Después de darse a conocer las denuncias de la retención del 22 por ciento (1.100 bolivianos) de los salarios de más de 26 dentistas del proyecto Modelo de Salud Oral, las microempresas que administran ese programa determinaron ayer cerrar temporalmente los 26 consultorios odontológicos de la ciudad en señal de protesta.
El supervisor del programa, Jorge Molina, quien negó categóricamente la retención del 22 por ciento de los salarios a los dentistas, dijo que la determinación de cerrar los consultorios es una medida de protesta contra la Junta de Padres de Familia de Cercado I, organización a la cual pidieron esclarecer sus denuncias.
La medida de cerrar repentinamente los consultorios dejó a centenares de pacientes sin atención médica dental, sin que nadie ofrezca una explicación a los vecinos.
En las puertas estaba pegado un comunicado, que decía: "El proyecto Modelo de Salud Oral se encuentra en emergencia ante las declaraciones irresponsables del presidente de la Junta de Padres de Familia de Cercado II, José Pardo Omonte… Estas acusaciones ponen en riesgo la continuidad del programa y no se atenderá hasta la aclaración pública de dichas acusaciones".
Las denuncias contra la administración del proyecto fueron realizadas el pasado martes después de una inspección de la Junta de Padres de Familia de Cercado I, un miembro del Concejo Municipal y vecinos de los barrios.
Entonces, Omonte y el concejal Xavier Cremer denunciaron que la administración retiene 1.100 bolivianos del sueldo de los médicos (teóricamente 600 para insumos y 500 para mantenimiento), sin que se extienda recibo alguno a los profesionales.

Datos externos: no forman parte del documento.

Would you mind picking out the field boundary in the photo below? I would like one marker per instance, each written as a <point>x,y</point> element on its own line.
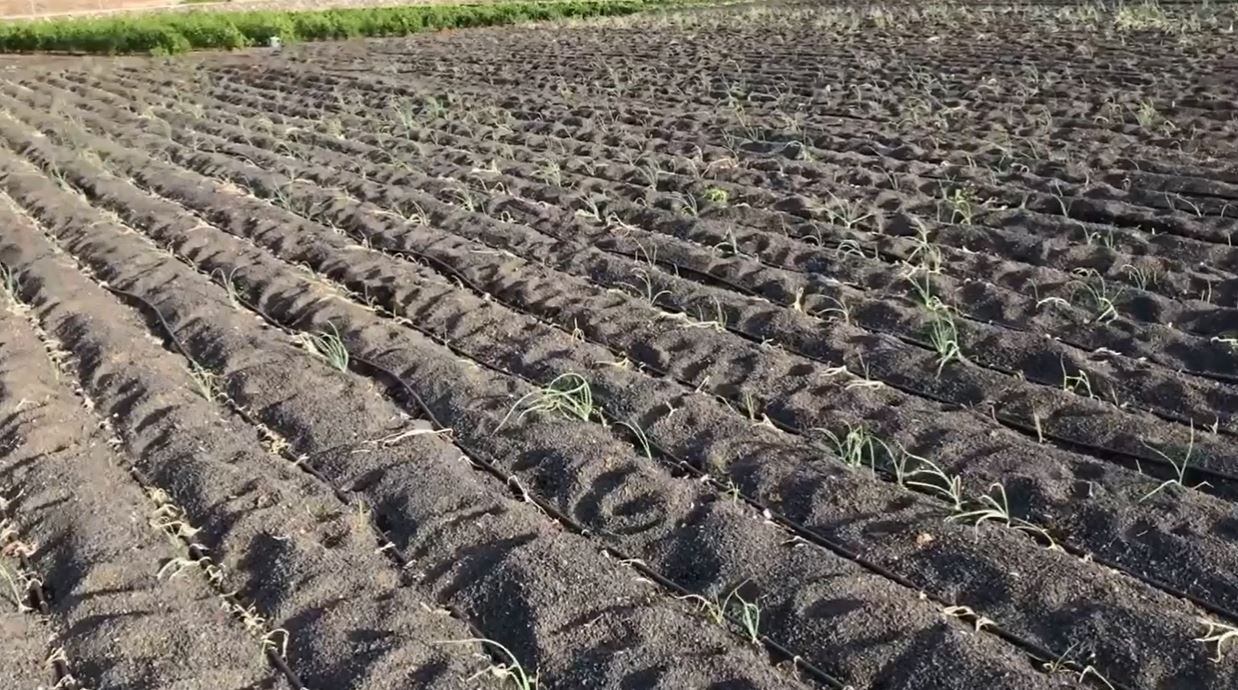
<point>173,32</point>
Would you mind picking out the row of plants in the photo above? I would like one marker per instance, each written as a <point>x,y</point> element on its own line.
<point>177,32</point>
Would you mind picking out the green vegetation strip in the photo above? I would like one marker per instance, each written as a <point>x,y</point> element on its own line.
<point>175,32</point>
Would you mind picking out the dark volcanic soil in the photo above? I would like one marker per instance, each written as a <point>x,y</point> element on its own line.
<point>740,348</point>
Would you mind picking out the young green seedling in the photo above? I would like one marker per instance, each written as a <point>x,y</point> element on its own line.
<point>566,394</point>
<point>506,670</point>
<point>1179,466</point>
<point>1218,634</point>
<point>327,346</point>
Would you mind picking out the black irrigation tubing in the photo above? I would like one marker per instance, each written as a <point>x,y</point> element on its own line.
<point>38,597</point>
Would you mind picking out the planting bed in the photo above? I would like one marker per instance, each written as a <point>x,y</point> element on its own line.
<point>799,347</point>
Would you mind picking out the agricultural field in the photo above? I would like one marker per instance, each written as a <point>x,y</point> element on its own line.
<point>795,346</point>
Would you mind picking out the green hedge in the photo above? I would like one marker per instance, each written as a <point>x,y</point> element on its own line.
<point>175,32</point>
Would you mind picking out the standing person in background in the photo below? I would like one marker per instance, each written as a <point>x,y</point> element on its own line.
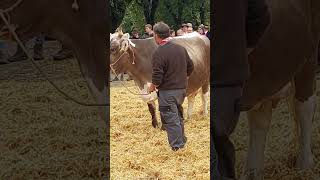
<point>190,28</point>
<point>171,67</point>
<point>135,34</point>
<point>184,28</point>
<point>239,25</point>
<point>172,33</point>
<point>207,32</point>
<point>148,31</point>
<point>201,29</point>
<point>2,52</point>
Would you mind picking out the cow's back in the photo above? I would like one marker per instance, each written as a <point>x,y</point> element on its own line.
<point>198,49</point>
<point>285,47</point>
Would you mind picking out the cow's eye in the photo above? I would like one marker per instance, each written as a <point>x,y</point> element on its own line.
<point>113,49</point>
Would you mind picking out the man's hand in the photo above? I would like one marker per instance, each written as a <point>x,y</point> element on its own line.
<point>151,88</point>
<point>249,50</point>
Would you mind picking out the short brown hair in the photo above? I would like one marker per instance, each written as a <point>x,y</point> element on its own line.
<point>162,30</point>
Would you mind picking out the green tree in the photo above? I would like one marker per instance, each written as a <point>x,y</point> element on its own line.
<point>149,9</point>
<point>117,12</point>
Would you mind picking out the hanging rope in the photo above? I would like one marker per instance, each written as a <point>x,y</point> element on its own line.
<point>12,31</point>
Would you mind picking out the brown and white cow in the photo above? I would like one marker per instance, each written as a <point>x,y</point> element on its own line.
<point>82,25</point>
<point>134,56</point>
<point>283,65</point>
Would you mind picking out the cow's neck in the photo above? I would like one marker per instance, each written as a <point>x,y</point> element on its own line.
<point>141,71</point>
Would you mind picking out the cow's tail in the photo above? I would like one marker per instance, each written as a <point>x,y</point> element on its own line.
<point>292,111</point>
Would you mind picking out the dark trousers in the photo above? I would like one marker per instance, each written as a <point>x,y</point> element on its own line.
<point>225,118</point>
<point>170,105</point>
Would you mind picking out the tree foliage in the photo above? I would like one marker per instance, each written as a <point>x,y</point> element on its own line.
<point>136,13</point>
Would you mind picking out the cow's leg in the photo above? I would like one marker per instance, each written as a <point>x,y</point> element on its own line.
<point>304,116</point>
<point>305,102</point>
<point>152,110</point>
<point>191,100</point>
<point>204,98</point>
<point>259,123</point>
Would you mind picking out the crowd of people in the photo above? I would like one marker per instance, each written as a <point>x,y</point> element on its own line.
<point>184,29</point>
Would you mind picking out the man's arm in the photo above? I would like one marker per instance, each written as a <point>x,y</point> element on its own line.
<point>190,65</point>
<point>258,19</point>
<point>157,70</point>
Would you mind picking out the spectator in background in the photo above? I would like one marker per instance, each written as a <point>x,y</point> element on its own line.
<point>172,33</point>
<point>180,32</point>
<point>2,54</point>
<point>148,31</point>
<point>135,34</point>
<point>201,29</point>
<point>207,32</point>
<point>184,28</point>
<point>190,28</point>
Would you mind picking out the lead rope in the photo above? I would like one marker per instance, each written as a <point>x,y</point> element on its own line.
<point>121,82</point>
<point>75,5</point>
<point>12,31</point>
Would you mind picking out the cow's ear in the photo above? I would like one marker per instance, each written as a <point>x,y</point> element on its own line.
<point>126,36</point>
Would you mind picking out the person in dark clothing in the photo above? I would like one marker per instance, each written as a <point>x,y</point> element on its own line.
<point>238,27</point>
<point>171,67</point>
<point>148,31</point>
<point>19,55</point>
<point>135,34</point>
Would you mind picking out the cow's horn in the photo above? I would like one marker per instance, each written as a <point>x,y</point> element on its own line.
<point>75,5</point>
<point>120,32</point>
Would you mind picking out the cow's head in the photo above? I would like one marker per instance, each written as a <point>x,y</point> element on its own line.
<point>121,52</point>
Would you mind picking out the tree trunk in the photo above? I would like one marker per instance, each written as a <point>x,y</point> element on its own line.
<point>149,9</point>
<point>202,11</point>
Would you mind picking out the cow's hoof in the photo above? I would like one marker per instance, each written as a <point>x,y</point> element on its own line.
<point>252,175</point>
<point>154,124</point>
<point>305,162</point>
<point>203,113</point>
<point>163,128</point>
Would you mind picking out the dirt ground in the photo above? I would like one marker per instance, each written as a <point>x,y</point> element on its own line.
<point>139,151</point>
<point>43,135</point>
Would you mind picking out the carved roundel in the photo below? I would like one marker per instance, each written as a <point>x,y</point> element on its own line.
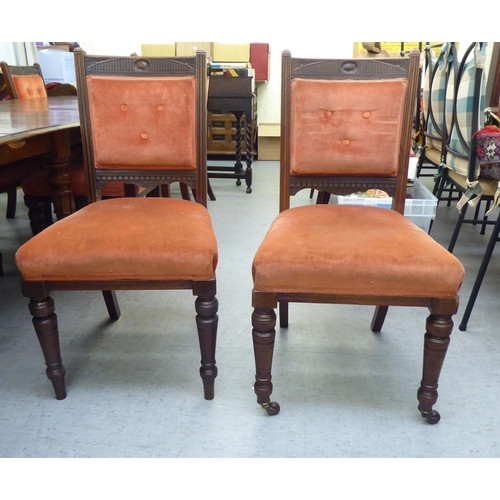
<point>349,67</point>
<point>142,65</point>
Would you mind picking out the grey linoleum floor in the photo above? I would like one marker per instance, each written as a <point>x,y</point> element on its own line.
<point>134,388</point>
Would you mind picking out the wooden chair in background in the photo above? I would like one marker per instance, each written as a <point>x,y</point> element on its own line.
<point>346,126</point>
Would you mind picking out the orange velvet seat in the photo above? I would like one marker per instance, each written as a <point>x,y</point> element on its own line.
<point>102,237</point>
<point>150,133</point>
<point>328,249</point>
<point>346,127</point>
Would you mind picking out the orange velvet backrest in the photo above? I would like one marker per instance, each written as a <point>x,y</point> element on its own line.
<point>346,127</point>
<point>29,86</point>
<point>145,122</point>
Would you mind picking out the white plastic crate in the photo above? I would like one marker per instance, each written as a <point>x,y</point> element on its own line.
<point>420,205</point>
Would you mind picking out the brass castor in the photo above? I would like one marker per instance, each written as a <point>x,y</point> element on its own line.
<point>432,417</point>
<point>272,408</point>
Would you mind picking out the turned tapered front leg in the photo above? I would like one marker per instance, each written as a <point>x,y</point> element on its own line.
<point>207,321</point>
<point>45,323</point>
<point>436,341</point>
<point>264,333</point>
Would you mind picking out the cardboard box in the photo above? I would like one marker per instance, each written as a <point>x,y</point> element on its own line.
<point>57,66</point>
<point>420,205</point>
<point>158,49</point>
<point>228,52</point>
<point>189,48</point>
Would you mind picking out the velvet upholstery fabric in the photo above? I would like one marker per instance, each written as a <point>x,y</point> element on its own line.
<point>124,238</point>
<point>29,86</point>
<point>334,249</point>
<point>338,130</point>
<point>151,125</point>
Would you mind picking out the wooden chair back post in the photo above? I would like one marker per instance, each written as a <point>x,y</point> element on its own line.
<point>336,180</point>
<point>15,75</point>
<point>135,72</point>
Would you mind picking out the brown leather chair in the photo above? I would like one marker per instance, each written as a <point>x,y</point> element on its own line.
<point>144,122</point>
<point>346,127</point>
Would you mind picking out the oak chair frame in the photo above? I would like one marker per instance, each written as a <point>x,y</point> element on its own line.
<point>206,305</point>
<point>439,324</point>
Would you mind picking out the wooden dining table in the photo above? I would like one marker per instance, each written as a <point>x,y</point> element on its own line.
<point>47,127</point>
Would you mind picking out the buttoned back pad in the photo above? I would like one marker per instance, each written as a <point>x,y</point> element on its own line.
<point>346,127</point>
<point>143,122</point>
<point>29,86</point>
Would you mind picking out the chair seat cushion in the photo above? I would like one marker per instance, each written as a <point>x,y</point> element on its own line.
<point>124,238</point>
<point>333,249</point>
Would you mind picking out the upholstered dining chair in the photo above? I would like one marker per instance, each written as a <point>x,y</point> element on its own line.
<point>346,126</point>
<point>143,121</point>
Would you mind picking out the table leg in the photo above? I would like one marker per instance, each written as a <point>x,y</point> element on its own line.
<point>249,156</point>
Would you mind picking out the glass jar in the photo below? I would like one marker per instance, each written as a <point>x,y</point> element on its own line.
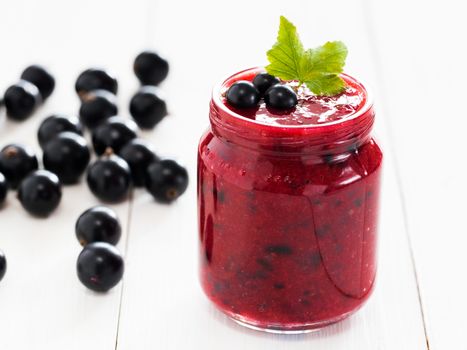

Según Cremer, estos rubros ya están contemplados dentro del presupuesto global, por lo que no hay ninguna necesidad de la retención.
El proyecto Modelo de Salud Oral, que viene funcionado desde junio de 2005, ofrece atención odontológica a personas con dificultad de acceso a este servicio con un presupuesto global de 1.400.000 bolivianos.
El programa es administrado por cuatro microempresas, que controlan la ejecución y supervisión del proyecto.
Los vecinos advierten
Entre tanto, los vecinos de los barrios afectados, a través de sus dirigentes, expresaron su sorpresa por la determinación de los administradores del proyecto y exigieron la apertura inmediata de los consultorios. En caso contrario, iniciarán medidas de presión en demanda de la reanudación del servicio médico dental, manifestó el principal dirigente de Pucarita Chica, Freddy Medrano.
El oficial mayor administrativo de la Alcaldía, Eduardo Rodríguez, dijo que la relación del municipio con las microempresas que administran los consultorios es netamente contractual. "No tenemos una relación laboral o patronal con ellos (los dentistas). Ellos brindan un servicio profesional de atender a estos chicos en los barrios. Tenemos dos supervisores contratados por la zona norte y sur, que se encargan de supervisar este trabajo", añadió.
La Alcaldía se deslinda
El secretario general de la Alcaldía, Rolando Morales, salió al frente de las acusaciones contra el gobierno municipal y atribuyó cualquier cobro en el programa dental a las microempresas que lo administran.
"Sin embargo se debe establecer que para cada pago el Supervisor (que es nombrado por el Municipio) debe elevar un informe verificando que se hayan cumplido con las prestaciones de acuerdo al cronograma de trabajo establecido", añadió.
Asimismo, Morales señaló que el gobierno municipal, cumpliendo con el Plan Operativo Anual, llevó a cabo el proyecto con varias microempresas, las cuales prestan servicios en el área de salud bucal para llegar a 100 mil niños.
"Estas microempresas en este tiempo tendrán que instalar tres consultorios dentales por distrito. Adicionalmente, están obligadas a llevar todo el equipo necesario", explicó Morales.